'Rache'-Box: Rachezug, Rachegier und Rachetrieb (German Edition)
Für den eigenen Vorteil machen sie alles. Gelegentlich gehen sie dafür sogar über Leichen. Das mussten wir beide nun wohl auf bittere Art und Weise erfahren.“
„Ich wünschte, ich hätte rechtzeitig reagiert“, ärgerte Tommy sich. „Wenn ich dir während unseres Telefonates sofort geglaubt hätte, dass Xenia die Täterin ist, dann wäre das alles niemals passiert. Dann hätte ich sie festnehmen können und der Fall wäre schon längst erledigt.

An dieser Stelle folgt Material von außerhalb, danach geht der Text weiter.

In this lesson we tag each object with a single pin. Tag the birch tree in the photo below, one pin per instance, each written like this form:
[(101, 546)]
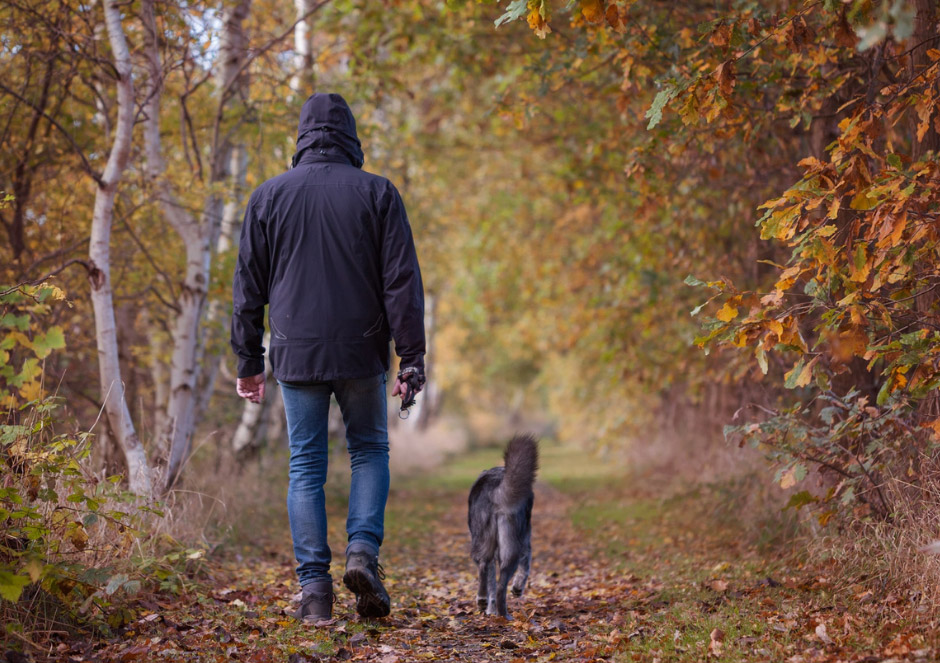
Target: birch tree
[(112, 385)]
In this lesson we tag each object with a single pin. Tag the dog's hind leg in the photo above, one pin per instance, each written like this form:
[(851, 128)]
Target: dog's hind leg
[(525, 562), (509, 553), (487, 579)]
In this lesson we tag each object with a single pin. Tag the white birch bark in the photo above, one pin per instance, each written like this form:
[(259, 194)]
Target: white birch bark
[(112, 386), (198, 235), (303, 53)]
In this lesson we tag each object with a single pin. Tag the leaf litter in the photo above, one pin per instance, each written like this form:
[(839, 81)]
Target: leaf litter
[(624, 590)]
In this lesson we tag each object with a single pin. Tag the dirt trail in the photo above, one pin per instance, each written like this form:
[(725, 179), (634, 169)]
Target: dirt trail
[(615, 577)]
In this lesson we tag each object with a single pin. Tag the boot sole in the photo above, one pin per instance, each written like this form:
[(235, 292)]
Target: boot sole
[(371, 601)]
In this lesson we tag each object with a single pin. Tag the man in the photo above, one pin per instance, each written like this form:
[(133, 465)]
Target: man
[(327, 246)]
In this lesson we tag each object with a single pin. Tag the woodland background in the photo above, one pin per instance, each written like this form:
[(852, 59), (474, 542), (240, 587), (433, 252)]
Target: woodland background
[(666, 233)]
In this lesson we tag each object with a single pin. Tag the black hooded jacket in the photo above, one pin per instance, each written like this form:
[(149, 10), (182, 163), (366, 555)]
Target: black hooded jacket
[(328, 247)]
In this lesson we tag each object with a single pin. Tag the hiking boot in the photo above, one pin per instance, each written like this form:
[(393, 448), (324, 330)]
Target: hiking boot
[(364, 578), (316, 605)]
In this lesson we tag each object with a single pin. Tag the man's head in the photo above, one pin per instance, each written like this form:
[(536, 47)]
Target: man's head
[(328, 127)]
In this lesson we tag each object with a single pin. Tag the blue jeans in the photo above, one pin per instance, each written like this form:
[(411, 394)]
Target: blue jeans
[(363, 404)]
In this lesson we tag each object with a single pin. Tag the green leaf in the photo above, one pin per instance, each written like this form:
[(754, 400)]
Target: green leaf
[(12, 585), (794, 375), (44, 344), (663, 97), (801, 499), (115, 582), (515, 10)]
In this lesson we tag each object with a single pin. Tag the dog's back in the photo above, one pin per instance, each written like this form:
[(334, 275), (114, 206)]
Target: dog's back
[(500, 517)]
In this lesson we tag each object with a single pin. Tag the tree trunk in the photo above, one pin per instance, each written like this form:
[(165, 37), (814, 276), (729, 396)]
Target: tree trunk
[(198, 236), (303, 81), (925, 29), (112, 386)]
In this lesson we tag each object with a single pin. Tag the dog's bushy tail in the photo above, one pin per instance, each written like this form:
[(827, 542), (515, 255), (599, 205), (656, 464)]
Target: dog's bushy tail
[(522, 461)]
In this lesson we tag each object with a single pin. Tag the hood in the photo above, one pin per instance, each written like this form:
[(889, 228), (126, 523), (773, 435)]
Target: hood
[(327, 131)]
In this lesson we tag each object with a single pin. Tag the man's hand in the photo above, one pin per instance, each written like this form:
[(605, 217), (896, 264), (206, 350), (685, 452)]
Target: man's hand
[(251, 388), (408, 383)]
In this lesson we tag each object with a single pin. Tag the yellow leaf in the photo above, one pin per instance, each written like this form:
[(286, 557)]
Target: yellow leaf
[(861, 201), (31, 391), (788, 478), (776, 327), (806, 374), (593, 10), (727, 312)]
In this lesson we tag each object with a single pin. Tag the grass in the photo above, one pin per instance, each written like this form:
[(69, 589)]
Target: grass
[(712, 568)]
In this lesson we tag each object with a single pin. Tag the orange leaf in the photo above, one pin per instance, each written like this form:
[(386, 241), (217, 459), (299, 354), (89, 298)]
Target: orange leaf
[(592, 10), (726, 77)]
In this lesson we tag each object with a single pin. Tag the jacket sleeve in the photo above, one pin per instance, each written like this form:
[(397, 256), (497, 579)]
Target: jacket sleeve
[(250, 294), (403, 291)]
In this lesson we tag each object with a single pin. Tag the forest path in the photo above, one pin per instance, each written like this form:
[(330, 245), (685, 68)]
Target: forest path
[(620, 573)]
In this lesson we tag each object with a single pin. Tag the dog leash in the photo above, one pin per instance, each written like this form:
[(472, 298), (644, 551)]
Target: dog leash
[(410, 379)]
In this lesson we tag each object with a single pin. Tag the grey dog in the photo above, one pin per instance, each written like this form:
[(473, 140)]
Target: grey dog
[(500, 520)]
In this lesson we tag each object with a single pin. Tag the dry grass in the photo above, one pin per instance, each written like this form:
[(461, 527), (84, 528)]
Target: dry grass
[(886, 561)]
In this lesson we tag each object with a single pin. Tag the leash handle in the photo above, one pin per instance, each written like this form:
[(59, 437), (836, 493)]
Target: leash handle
[(412, 383)]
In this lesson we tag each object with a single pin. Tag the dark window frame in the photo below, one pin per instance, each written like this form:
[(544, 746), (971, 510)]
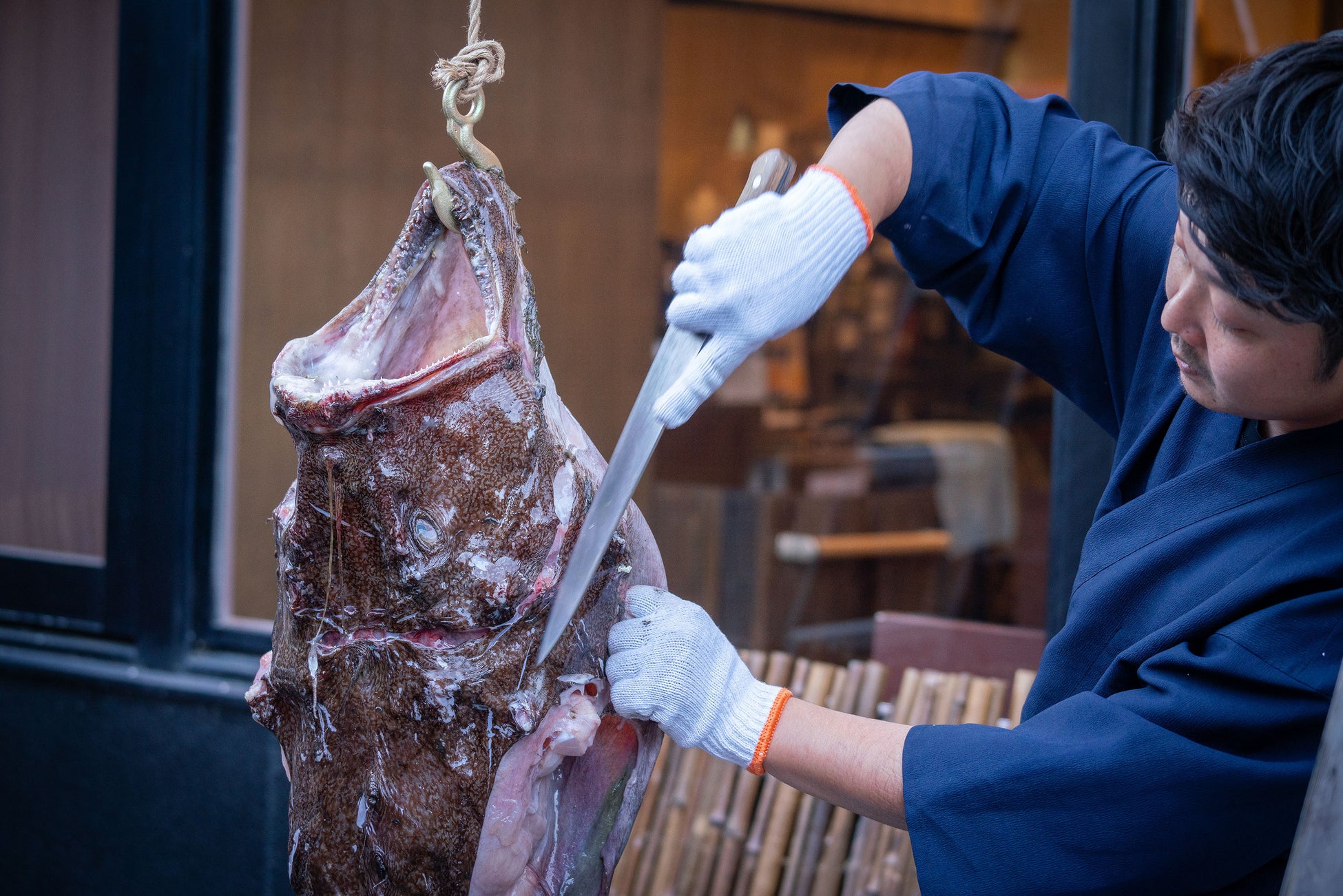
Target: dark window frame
[(174, 123)]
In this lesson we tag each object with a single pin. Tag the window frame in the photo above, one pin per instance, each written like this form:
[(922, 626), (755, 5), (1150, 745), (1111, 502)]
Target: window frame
[(175, 121)]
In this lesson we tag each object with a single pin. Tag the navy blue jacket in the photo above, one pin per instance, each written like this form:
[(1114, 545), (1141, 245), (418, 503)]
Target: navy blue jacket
[(1172, 731)]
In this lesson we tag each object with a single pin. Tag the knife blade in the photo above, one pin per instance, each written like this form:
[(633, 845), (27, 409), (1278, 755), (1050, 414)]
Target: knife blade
[(771, 171)]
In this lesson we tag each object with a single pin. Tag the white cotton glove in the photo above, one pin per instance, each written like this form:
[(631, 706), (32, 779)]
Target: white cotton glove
[(758, 273), (671, 664)]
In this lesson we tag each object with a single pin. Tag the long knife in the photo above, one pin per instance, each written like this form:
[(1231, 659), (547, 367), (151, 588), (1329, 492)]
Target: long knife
[(771, 171)]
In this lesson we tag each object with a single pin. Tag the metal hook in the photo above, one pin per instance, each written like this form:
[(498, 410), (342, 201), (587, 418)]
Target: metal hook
[(459, 128), (441, 196)]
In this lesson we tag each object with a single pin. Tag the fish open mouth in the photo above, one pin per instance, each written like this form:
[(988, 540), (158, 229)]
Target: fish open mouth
[(429, 309), (435, 638)]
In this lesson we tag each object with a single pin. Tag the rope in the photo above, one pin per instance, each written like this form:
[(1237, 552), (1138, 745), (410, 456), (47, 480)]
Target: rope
[(479, 63)]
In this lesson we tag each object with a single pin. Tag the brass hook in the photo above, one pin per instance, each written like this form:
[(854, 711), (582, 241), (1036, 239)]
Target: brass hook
[(459, 128), (441, 196)]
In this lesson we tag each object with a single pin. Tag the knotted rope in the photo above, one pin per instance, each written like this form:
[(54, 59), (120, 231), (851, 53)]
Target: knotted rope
[(479, 63)]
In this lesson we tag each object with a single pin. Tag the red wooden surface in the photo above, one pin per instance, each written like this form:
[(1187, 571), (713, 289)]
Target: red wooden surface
[(903, 640)]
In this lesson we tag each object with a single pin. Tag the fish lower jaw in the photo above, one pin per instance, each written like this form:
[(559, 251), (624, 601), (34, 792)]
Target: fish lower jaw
[(433, 638)]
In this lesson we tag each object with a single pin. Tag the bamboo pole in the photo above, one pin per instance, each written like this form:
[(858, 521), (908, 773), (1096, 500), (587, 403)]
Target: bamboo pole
[(997, 695), (1021, 684), (653, 842), (745, 794), (683, 795), (977, 702)]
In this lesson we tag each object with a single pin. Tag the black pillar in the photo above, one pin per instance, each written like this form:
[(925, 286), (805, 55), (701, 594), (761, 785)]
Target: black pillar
[(1127, 69)]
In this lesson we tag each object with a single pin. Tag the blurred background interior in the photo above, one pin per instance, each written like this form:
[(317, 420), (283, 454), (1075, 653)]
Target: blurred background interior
[(872, 461)]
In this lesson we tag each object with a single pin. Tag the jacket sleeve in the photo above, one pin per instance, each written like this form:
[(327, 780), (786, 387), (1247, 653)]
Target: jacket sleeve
[(1189, 782), (1047, 236)]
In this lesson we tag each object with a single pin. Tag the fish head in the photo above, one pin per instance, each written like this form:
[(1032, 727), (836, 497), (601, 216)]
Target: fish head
[(437, 497)]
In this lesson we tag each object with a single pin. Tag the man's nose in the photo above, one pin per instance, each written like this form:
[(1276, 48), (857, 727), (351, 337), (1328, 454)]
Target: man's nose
[(1180, 316)]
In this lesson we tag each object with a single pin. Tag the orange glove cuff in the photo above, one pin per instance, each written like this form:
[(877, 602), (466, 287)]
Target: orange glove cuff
[(853, 195), (756, 766)]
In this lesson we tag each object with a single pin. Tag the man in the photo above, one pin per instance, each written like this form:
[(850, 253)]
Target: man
[(1196, 312)]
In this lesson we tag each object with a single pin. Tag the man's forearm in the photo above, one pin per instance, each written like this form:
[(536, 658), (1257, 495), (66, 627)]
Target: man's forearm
[(848, 760), (873, 152)]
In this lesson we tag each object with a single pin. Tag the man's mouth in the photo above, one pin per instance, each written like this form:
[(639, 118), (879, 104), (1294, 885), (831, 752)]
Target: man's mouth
[(1187, 366)]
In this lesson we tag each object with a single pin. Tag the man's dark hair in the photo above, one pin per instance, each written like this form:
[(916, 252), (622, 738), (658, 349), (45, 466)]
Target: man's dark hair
[(1260, 162)]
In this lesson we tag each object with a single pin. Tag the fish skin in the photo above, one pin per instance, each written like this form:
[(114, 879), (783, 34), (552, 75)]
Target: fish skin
[(418, 547)]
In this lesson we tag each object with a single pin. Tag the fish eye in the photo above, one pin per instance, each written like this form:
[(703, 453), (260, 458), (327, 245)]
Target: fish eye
[(425, 531)]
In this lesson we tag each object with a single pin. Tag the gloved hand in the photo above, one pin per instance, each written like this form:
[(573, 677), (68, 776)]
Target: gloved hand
[(671, 664), (758, 273)]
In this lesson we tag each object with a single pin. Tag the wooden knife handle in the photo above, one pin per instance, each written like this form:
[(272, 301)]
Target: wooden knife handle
[(771, 171)]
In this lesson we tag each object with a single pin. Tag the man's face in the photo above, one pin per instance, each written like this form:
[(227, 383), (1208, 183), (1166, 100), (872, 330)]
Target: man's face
[(1237, 359)]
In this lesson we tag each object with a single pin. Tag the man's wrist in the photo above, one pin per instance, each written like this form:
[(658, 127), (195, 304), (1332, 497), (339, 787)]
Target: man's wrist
[(743, 725)]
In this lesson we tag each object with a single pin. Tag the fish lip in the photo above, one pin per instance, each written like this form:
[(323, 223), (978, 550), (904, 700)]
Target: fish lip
[(343, 407), (320, 407), (428, 638)]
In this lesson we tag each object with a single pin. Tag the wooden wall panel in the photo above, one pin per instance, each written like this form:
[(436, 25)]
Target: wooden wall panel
[(58, 113), (340, 113), (778, 67)]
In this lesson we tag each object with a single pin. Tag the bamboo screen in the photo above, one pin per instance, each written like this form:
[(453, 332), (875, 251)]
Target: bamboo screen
[(711, 829)]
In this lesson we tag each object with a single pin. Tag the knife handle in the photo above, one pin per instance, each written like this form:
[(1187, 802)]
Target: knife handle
[(771, 171)]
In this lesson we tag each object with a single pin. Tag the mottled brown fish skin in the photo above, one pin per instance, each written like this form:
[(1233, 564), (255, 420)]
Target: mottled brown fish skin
[(393, 746)]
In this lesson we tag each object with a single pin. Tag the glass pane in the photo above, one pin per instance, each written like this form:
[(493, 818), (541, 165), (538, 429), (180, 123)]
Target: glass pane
[(356, 143), (58, 93), (879, 417), (337, 113)]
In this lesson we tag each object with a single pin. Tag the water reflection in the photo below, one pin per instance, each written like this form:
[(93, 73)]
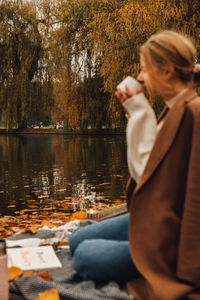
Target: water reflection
[(45, 171)]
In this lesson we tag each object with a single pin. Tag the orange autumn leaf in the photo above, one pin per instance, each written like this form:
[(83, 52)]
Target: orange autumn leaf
[(45, 275), (14, 273), (79, 215), (48, 295), (63, 243), (33, 229), (47, 223), (28, 273)]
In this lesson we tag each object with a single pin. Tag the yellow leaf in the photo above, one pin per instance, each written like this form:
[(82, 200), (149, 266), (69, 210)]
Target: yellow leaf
[(48, 295), (14, 273)]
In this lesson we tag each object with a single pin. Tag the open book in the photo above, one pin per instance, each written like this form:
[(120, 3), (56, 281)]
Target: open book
[(33, 258)]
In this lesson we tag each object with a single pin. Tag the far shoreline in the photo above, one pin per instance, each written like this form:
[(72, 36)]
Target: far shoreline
[(116, 131)]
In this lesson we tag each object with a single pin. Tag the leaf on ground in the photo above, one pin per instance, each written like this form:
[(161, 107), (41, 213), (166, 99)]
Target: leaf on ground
[(79, 215), (48, 295), (28, 273), (63, 243), (47, 223), (14, 273), (45, 275)]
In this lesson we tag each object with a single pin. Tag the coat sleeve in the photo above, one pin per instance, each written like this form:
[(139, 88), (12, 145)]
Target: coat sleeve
[(130, 187), (188, 267)]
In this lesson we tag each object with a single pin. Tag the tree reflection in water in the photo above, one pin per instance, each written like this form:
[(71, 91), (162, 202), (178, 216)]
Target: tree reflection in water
[(61, 173)]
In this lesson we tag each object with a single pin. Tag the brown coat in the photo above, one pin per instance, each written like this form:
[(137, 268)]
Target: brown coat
[(164, 229)]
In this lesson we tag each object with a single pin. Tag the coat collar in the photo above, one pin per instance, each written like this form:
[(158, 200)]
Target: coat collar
[(165, 136)]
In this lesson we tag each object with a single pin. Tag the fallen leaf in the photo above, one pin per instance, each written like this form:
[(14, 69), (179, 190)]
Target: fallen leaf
[(47, 223), (28, 273), (14, 273), (63, 243), (48, 295), (79, 215), (45, 275), (43, 196)]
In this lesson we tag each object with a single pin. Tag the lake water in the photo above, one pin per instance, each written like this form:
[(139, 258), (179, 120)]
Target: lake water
[(61, 172)]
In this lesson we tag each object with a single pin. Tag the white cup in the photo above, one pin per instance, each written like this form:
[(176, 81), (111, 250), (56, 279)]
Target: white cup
[(132, 83)]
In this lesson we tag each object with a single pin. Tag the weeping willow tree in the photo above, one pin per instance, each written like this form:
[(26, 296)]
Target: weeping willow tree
[(25, 86)]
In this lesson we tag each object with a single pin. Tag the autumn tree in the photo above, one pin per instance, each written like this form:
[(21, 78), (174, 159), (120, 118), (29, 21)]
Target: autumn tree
[(25, 85)]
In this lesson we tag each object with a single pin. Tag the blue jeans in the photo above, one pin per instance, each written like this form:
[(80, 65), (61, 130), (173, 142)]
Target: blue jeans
[(101, 251)]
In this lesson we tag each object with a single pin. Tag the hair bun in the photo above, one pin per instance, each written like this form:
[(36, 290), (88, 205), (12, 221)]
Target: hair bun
[(196, 72)]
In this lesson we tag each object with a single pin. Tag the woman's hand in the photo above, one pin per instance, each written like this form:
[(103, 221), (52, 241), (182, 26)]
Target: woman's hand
[(123, 96)]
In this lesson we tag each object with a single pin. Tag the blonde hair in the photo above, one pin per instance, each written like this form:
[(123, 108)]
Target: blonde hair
[(170, 48)]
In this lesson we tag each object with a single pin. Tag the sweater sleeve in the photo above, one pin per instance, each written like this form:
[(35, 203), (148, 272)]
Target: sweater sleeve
[(140, 133)]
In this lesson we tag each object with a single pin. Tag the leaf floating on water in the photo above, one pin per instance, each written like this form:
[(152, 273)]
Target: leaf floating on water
[(63, 243), (14, 273), (45, 275), (48, 295), (47, 223), (79, 215), (61, 190), (43, 196), (105, 183), (28, 273)]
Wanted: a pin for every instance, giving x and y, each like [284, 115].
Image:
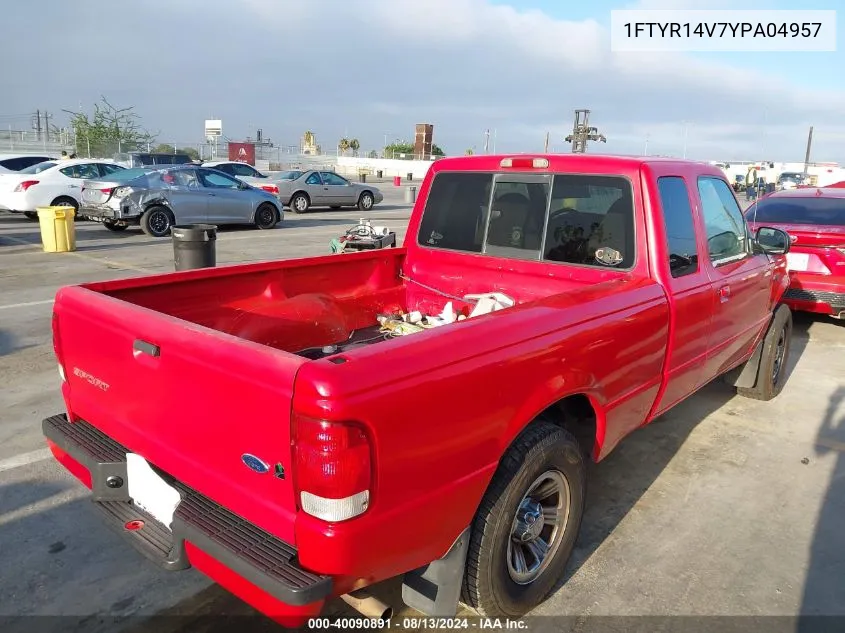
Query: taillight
[333, 468]
[57, 347]
[26, 184]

Aber nun läuft diese Wahnsinnige irgendwo dort draußen herum und begeht vielleicht schon ihren nächsten Mord. Sie hat doch jetzt nichts mehr zu verlieren! Mit jeder Minute wird sie unberechenbarer. Denn sie wird genau spüren, dass wir sie so lange jagen werden, bis wir sie geschnappt haben.“
„Du solltest dir deswegen aber keine Vorwürfe machen. Es kann jedem mal passieren, dass die eigenen Gefühle den Blick für die Realität trüben. Ich spreche aus Erfahrung. Es heißt nicht umsonst: Liebe macht blind. Aber ich hoffe, dass du in Zukunft etwas vorsichtiger mit deinen Frauenbekanntschaften umgehst.“
„Das kannst du mir glauben. Ab sofort werde ich mir meine One-Night-Stands genauer anschauen.“
„War Xenia für dich denn wirklich nur ein One-Night-Stand?“
Tommy rieb sich die Nase. „Ich wünschte, ich könnte behaupten, dass es so wäre. Aber ich muss gestehen, dass ich tatsächlich den Eindruck gewann, sie wäre etwas Besonderes. Ich kann es dir nicht einmal erklären. Ich fühlte eine ganz bestimmte Verbindung zu ihr. Von Anfang an. Schon als ich sie zum ersten Mal im Blue Note sah, war ich wie weggetreten. Dieses Gefühl kannte ich zwar schon von einigen anderen Frauen, aber als ich mich anschließend mit Xenia unterhielt, bekam ich den Eindruck, dass ich sie schon ewig kannte. Ich weiß nicht, ob du das nachempfinden kannst. Wahrscheinlich klingt es wie das Gefasel eines pubertierenden Jugendlichen. Ich finde es selbst äußerst seltsam. Aber so war es einfach. Sie kam mir wie eine Seelenverwandte vor.“
„Und das hast du an einem einzigen Abend gespürt?“, fragte Nora argwöhnisch.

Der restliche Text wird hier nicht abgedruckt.